Moving Toward an Adaptive Strategy

With all the changes that are going on in the market, it’s tempting to retreat to a war room and emerge with a grand five-year strategy. Unfortunately, a five-year strategy can give you and the team the illusion of control, and may even distract your team from responding to the current situation.

We’re not saying you shouldn’t have a vision or a plan to get from Point A to Point B. But we aresuggesting that you think of strategy as an adaptive process of sensing your environment, trying new things, and measuring the results. In other words, instead of a 100-slide PowerPoint which will never be read, focus more of your energy on simple rules of thumb to help your team manage novelty and constant change.

If you find that your team needs more tightly defined strategies and metrics for faster decision making, hold a series of brainstorms and ask:

  1. Based on our customers’ needs and our sense of how to win in the market, how would we define our team’s mission? A mission is an ambitious yet achievable objective, focused on what your customers need. For example, Tesla plans to accelerate the advent of sustainable energy; Nike wants to bring inspiration and innovation to every athlete in the world; NOBL works to expand access to meaningful work.

  2. How could we measure that mission?Define both short-term metrics (e.g., newsletter subscribers) and long-term measures to follow (e.g., increase in productivity).

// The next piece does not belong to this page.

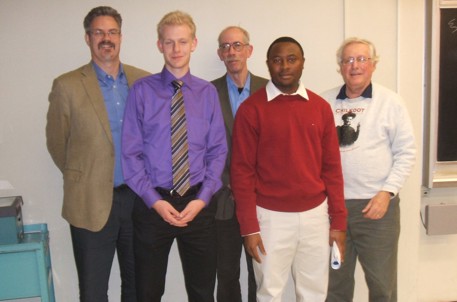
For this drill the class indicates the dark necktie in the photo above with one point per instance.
(179, 145)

For teams with internal customers, such as HR, try a simple monthly survey in which you ask your customer how happy they are with your service. We also recommend building a simple dashboard for your team to track their metrics over time, and reviewing them during Friday Shipping meetings.

  3. Based on your mission and your metrics, what future events (positive or negative) can you try to predict, and what should the team do in response? Ask the team to generate simple “If, Then” statements. “If” is the possible condition or outcome, and “Then” is the team’s response in the form of a MUST imperative.  For instance: IF someone in the company does a better job than us at fulfilling our mission, then we MUST promote them and ask to learn from them.

Now that you have a better understand of what your strategy should look like, we suggest reviewing it during:

  1. The Project Kickoff, when you discuss potential scenarios and ways forward.

  2. The Sensing Session, when the team defines potential conditions and strategic imperatives.

  3. The Team Retrospective, when the team reviews the benefit and harm of existing strategies.

  4. The Shipping Meeting, when you review and discuss team metrics.